I buy the Hario ones from Pact Coffee. £6 for 100, free postage. Seemed to be the best price when I first looked for some.


----------



## Jony (Sep 8, 2017)

Pact prices went up, so hario site, brewed by hand.


----------



## Zephyp (Mar 1, 2017)

If price is an argument and you want original filters, look for the largest batches or packs you can find. The price per filter increase a lot the smaller size packs you buy. With the coffee and papers I usually buy, the paper represents 10% of the cost of one cup.


----------



## RobW (Dec 24, 2017)

Given that the papers can have a noticeable impact on the brew, on the speed of drawdown at least, I think it is better to stick with a consistent option.
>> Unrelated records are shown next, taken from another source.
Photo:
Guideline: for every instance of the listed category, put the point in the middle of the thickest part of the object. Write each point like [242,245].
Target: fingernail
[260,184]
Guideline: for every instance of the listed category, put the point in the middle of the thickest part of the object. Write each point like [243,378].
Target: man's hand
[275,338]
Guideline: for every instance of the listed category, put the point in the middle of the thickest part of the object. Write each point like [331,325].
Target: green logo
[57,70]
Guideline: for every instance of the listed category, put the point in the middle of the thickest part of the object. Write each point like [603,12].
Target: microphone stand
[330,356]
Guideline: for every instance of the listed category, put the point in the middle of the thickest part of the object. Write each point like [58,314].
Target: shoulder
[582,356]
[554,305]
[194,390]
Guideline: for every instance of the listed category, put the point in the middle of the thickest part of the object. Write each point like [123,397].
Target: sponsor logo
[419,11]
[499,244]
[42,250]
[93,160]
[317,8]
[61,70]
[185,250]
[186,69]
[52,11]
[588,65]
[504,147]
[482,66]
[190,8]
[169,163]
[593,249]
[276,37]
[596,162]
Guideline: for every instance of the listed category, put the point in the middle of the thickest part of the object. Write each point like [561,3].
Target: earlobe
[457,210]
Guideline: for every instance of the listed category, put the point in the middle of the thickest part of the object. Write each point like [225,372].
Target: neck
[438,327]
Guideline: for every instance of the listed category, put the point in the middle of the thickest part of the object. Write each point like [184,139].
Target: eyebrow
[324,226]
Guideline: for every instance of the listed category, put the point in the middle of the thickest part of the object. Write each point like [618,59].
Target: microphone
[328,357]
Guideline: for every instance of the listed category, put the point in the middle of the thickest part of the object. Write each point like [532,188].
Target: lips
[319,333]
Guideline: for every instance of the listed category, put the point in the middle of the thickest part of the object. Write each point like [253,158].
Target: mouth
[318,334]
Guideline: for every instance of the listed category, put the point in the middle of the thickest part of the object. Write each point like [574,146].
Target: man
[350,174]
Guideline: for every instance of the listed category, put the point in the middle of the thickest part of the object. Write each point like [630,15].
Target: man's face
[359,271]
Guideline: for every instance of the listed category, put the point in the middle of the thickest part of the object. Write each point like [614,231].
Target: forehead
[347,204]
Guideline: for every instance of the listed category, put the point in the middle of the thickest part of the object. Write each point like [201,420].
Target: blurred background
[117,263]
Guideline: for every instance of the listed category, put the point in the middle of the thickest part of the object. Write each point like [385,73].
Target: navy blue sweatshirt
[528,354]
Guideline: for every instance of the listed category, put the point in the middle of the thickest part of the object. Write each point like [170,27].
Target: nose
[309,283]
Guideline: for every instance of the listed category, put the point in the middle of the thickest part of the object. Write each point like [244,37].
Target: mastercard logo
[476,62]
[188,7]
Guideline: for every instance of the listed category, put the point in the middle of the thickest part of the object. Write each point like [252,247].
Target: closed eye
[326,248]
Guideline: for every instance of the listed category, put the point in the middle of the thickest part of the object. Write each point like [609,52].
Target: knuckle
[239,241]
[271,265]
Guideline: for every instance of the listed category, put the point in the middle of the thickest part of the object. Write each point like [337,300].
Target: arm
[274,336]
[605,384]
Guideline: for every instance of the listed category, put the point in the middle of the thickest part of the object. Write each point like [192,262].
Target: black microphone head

The Hoff did a video on the variations in the Hario ones:


----------



## MWJB (Feb 28, 2012)

RobW said:


> Given that the papers can have a noticeable impact on the brew, on the speed of drawdown at least, I think it is better to stick with a consistent option. The Hoff did a video on the variations in the Hario ones:


 I switch between bagged & boxed Japanese V60 papers. there is no appreciable difference between them. Never tried the Dutch ones & have no inclination to do so as I can pick up Japanese ones with my groceries (Ocado).

If you really want to save on filter papers, a Melitta or Bartleet cone will do this quicker than alternative papers for V60. £1.30 for a box of 40 from Rombouts.


----------